= Cheri Maples =

American lawyer

Cheryll Ann Maples (November 1, 1952 - July 27, 2017) was an American police officer, peace activist and dharma instructor, ordained by Thích Nhất Hạnh in January 2008. Maples died on July 27, 2017, aged 64, from complications of injuries sustained in a bicycle crash in September 2016.

==Early life==
Maples was born in Fort Sill, Oklahoma and grew up in Oak Creek, Wisconsin. She received an undergraduate degree in social welfare and economics from University of Wisconsin-Milwaukee, a master's degree in social work from University of Wisconsin-Madison, and a J.D. from University of Wisconsin Law School.

== Career ==
For 25 years, Maples worked in the criminal justice system, as an assistant attorney general in the Wisconsin Department of Justice, as the head of Probation & Parole for the Wisconsin Department of Corrections, and as a police officer with the City of Madison Police Department, earning the rank of Captain of Personnel and Training.

Before becoming a police officer in 1984, she worked as a community organizer, working in neighborhood centers, deferred prosecution programs, and domestic violence programs, and was the first employee and head of the Wisconsin Coalition against Domestic Violence. Her efforts were on teaching mindfulness and meditation-including to prisoners. She spoke from personal experience about topics such as the effects of secondary trauma on those working in helping professions. She was a member of SnowFlower Sangha in Madison, Wisconsin, where she resided.

Maples had been a lay member of Hanh's Order of Interbeing since 2002. She co-founded the Center for Mindfulness & Justice, a keynote speaker, and an organizational consultant and trainer.
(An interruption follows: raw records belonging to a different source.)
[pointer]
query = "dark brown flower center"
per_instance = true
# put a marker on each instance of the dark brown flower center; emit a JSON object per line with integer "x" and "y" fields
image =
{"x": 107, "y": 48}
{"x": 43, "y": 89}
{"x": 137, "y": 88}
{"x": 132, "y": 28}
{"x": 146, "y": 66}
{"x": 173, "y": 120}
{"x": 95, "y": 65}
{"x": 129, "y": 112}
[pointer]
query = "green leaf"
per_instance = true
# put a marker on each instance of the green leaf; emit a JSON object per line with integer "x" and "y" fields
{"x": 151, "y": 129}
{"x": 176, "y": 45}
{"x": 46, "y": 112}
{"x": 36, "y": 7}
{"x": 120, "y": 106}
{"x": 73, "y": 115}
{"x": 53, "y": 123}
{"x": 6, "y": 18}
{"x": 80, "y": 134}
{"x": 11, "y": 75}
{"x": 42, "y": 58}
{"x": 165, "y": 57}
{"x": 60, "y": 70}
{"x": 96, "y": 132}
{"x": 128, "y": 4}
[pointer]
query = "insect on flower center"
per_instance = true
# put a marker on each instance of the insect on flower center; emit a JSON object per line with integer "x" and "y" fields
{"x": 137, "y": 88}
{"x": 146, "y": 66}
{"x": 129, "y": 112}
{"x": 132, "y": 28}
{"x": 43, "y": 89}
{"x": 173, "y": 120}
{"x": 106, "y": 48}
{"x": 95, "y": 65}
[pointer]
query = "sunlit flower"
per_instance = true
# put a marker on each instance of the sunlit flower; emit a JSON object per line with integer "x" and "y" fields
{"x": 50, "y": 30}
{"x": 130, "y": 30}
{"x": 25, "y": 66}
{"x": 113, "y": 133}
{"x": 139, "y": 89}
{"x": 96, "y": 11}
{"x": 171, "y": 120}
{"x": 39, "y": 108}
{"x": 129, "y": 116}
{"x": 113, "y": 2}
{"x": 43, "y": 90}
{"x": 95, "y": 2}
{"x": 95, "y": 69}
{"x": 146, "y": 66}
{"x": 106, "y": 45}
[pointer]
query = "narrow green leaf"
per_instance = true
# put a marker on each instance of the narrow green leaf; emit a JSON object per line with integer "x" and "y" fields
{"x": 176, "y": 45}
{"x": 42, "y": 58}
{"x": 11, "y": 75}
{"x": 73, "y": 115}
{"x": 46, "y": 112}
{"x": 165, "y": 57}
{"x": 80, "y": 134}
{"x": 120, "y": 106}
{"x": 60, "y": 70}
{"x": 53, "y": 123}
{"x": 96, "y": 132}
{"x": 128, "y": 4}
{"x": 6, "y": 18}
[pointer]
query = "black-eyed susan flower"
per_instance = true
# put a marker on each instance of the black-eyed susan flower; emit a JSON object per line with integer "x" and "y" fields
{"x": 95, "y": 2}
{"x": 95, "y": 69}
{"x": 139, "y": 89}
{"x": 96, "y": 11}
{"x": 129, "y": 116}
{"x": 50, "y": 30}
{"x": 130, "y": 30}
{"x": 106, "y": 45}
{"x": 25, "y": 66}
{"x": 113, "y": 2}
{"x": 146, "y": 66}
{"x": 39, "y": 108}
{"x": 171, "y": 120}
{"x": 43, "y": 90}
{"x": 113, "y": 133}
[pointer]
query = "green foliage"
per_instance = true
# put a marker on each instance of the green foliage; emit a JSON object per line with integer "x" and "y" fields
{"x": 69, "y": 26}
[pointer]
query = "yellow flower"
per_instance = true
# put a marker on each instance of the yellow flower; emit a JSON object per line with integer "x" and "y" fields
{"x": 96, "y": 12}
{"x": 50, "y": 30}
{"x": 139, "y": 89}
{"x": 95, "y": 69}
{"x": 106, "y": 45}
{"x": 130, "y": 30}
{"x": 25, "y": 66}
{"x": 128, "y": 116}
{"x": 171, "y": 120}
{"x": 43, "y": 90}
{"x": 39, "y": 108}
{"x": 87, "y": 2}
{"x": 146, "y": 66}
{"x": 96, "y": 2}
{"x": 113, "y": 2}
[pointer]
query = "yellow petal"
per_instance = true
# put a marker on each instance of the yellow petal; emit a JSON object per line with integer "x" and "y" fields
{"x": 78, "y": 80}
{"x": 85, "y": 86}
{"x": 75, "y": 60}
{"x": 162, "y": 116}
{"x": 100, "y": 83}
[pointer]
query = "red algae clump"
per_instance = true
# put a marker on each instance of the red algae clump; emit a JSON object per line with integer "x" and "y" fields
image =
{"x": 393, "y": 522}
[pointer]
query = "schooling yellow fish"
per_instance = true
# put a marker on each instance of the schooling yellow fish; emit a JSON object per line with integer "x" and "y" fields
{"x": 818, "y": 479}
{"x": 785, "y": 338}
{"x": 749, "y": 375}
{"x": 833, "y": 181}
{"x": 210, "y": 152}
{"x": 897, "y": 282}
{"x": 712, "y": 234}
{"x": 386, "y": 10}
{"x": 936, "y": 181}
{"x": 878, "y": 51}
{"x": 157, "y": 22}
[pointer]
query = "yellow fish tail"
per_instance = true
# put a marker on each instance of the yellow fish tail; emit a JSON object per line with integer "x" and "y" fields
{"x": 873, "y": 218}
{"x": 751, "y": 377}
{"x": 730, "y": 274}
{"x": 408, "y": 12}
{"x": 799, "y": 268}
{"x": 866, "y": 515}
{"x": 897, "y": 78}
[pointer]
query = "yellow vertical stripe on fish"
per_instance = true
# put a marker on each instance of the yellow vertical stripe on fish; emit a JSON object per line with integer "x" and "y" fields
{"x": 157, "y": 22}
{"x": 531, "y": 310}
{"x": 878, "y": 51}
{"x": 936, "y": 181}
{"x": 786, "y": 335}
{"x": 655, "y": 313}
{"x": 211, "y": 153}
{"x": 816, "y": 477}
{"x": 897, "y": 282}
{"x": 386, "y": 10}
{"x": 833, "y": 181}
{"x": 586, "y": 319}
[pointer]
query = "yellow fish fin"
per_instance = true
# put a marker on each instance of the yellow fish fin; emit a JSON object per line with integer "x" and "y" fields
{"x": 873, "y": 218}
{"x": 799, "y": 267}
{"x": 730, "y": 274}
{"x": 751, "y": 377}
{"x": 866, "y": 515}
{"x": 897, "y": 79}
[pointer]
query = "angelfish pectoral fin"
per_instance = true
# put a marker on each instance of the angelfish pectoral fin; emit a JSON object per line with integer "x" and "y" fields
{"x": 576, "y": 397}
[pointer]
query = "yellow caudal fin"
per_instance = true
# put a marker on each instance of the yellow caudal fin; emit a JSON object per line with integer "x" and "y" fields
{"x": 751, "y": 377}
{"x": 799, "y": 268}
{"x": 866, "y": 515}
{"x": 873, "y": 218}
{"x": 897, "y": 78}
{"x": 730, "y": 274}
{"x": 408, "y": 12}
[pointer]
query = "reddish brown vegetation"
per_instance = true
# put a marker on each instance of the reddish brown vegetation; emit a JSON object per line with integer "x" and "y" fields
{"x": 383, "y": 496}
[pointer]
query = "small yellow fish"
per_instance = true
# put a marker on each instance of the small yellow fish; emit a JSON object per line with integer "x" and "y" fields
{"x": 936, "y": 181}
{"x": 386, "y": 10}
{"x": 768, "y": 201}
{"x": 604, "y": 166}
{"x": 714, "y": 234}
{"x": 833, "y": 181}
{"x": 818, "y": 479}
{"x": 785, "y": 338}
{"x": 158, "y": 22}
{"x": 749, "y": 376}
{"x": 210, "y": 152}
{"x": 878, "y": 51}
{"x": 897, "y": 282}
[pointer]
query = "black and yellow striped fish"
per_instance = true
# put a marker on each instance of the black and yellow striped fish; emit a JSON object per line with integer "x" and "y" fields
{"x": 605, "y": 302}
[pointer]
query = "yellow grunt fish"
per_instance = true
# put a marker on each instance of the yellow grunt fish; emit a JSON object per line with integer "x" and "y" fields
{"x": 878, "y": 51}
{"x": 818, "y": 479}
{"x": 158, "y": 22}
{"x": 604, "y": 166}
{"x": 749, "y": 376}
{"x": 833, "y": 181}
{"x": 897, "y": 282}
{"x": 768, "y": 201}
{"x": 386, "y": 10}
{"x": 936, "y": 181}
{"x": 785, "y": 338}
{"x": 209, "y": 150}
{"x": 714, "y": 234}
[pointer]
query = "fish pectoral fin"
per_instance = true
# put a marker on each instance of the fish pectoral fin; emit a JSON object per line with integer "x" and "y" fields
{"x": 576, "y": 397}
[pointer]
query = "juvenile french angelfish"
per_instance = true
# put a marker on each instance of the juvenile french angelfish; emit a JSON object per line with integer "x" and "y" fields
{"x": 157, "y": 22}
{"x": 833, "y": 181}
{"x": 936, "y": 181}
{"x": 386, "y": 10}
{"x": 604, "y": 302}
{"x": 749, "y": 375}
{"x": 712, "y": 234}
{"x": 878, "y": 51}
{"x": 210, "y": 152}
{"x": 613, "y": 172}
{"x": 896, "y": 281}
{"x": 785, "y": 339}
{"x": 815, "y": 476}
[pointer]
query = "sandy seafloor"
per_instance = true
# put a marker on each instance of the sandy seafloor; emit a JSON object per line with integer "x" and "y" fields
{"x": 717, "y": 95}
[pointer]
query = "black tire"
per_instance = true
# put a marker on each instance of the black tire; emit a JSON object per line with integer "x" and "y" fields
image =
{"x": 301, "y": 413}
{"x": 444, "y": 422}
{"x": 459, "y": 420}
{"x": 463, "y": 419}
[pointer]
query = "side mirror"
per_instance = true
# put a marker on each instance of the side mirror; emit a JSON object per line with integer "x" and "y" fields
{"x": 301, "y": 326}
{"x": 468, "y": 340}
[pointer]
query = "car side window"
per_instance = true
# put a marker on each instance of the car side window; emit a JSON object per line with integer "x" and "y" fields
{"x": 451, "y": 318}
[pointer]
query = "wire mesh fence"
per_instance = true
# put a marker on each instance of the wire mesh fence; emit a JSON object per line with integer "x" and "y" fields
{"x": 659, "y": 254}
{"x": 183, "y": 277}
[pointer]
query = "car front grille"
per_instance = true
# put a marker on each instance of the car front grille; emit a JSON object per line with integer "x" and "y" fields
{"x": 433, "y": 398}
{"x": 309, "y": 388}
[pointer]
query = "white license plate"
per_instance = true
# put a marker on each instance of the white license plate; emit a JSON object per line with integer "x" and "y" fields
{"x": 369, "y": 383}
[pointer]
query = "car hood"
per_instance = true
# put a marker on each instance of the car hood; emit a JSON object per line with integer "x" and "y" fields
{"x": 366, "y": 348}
Cheri was known for combining the mindfulness tradition of Thích Nhất Hạnh with vipassana practice in her teaching and taught nationally, including with Sharon Salzberg and at Tara Brach's Insight Meditation Community of Washington.

A police officer for 20 years with the Madison Police Department, Maples organized a non-denominational retreat in 2003 with Thích Nhất Hạnh and criminal justice professionals, which received considerable national attention.

An outgrowth of the retreat was a book by Hanh entitled Keeping the Peace: Mindfulness and Public Service, with the foreword by Maples.